- Born: 1932 (age 93–94) Singapore
- Occupation: Botanist

Academic background
- Education: University of Cambridge
- Thesis: A revision of Poikilospermum (Urticaceae) and Taxotrophis (Moraceae) (1960)
- Doctoral advisor: E. J. H. Corner

Academic work
- Institutions: Singapore Botanic Gardens; Royal Botanic Garden, Sydney; National Herbarium of New South Wales; International Union for Conservation of Nature;

Chinese name
- Traditional Chinese: 周偉力
- Simplified Chinese: 周伟力
- Hanyu Pinyin: Zhōu Wěilì
- Hokkien POJ: Chiu Úi-le̍k

= Wee-Lek Chew =

Singaporean-born botanist

Wee-Lek Chew (周偉力; born 1932) is a Singaporean-born botanist.

==Career==
Chew was born in Singapore in 1932. He did his B.S. in botany at the University of Malaya under Richard Eric Holttum, and following his graduation in 1956 he began working at the Singapore Botanic Gardens.

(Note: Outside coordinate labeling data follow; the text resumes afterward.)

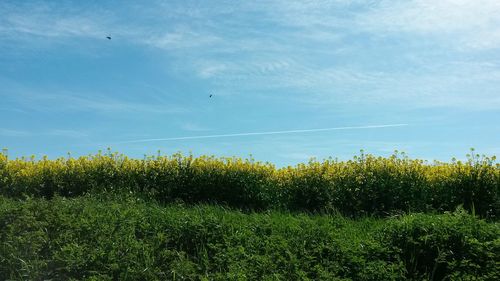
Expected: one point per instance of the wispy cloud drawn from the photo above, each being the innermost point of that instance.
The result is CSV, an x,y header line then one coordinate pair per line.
x,y
471,23
265,133
14,133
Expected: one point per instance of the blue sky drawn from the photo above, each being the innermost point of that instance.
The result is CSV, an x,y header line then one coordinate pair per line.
x,y
271,66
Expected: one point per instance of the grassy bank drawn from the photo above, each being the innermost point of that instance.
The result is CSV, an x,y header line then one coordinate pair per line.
x,y
90,238
366,185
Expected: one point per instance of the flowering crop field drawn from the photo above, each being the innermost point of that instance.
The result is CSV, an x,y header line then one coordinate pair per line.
x,y
366,185
110,217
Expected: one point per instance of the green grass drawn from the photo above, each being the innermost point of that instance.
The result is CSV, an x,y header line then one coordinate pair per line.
x,y
124,238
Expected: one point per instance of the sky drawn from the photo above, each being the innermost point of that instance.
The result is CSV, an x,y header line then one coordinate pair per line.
x,y
289,80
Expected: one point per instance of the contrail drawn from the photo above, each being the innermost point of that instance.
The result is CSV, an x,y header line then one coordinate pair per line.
x,y
264,133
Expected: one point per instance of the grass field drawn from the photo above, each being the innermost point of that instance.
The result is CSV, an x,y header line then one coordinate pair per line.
x,y
107,217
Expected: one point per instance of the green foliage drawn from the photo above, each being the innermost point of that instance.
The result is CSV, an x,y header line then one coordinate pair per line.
x,y
453,246
123,238
365,185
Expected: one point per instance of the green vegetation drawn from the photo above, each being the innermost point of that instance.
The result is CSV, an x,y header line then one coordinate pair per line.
x,y
88,238
366,185
109,217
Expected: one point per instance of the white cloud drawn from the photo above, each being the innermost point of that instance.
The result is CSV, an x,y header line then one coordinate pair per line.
x,y
14,133
472,23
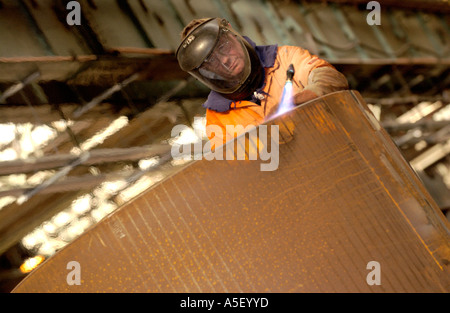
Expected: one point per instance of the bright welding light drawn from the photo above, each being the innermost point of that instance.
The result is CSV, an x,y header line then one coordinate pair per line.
x,y
31,264
287,101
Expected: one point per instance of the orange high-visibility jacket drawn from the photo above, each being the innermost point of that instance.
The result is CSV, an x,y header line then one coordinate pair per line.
x,y
247,113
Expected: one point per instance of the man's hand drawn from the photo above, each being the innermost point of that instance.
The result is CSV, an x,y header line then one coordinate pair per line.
x,y
304,96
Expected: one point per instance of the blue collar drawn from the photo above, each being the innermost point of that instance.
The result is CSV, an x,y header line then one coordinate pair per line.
x,y
267,56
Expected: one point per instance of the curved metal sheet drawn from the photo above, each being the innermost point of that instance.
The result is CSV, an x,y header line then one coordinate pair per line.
x,y
341,197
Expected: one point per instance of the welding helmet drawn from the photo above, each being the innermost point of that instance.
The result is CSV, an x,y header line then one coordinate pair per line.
x,y
221,59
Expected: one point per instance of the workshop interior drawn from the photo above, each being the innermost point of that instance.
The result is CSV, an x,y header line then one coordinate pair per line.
x,y
88,102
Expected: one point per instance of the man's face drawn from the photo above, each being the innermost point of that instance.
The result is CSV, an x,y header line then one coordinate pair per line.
x,y
228,58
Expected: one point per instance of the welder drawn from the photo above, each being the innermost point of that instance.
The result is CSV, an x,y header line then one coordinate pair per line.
x,y
247,80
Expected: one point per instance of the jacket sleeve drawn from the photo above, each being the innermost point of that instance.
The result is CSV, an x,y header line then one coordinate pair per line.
x,y
317,76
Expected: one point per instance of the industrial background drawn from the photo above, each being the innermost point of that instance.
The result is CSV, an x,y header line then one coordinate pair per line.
x,y
86,111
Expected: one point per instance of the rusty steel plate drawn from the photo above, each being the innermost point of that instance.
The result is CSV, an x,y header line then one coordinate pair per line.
x,y
342,204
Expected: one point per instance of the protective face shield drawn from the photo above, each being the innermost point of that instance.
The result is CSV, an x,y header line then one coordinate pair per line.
x,y
221,59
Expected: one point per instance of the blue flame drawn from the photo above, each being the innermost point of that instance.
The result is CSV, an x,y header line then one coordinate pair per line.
x,y
287,100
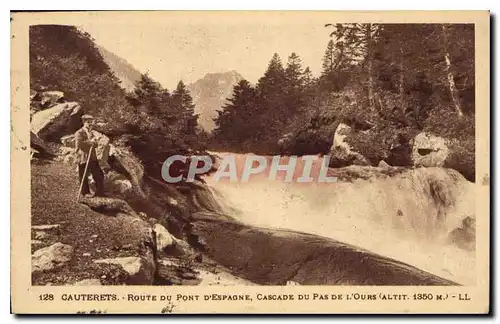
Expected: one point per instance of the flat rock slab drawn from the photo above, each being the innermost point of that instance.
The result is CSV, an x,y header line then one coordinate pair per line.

A year later he went to the United Kingdom on a Singapore government fellowship to pursue a Ph.D. at the University of Cambridge, where his advisor was E. J. H. Corner. He completed his studies in 1960, and returned to the Singapore Botanic Gardens that year. He further received a postdoctoral fellowship in 1964. He became the director and ex officio chairman of the Board of Trustees of the Singapore Botanic Gardens in 1969 following the retirement of H. M. Burkill. He resigned the following year and moved to Australia to work at the Royal Botanic Garden, Sydney, and was succeeded as director by A. G. Alphonso. He was named a fellow of the Linnean Society of London in 1974. In 1975 he resigned from his post at the National Herbarium of New South Wales to take up a position with the International Union for Conservation of Nature in Morges, Switzerland. He revised the Australian species in the genus Ficus in 1989 for the Flora of Australia.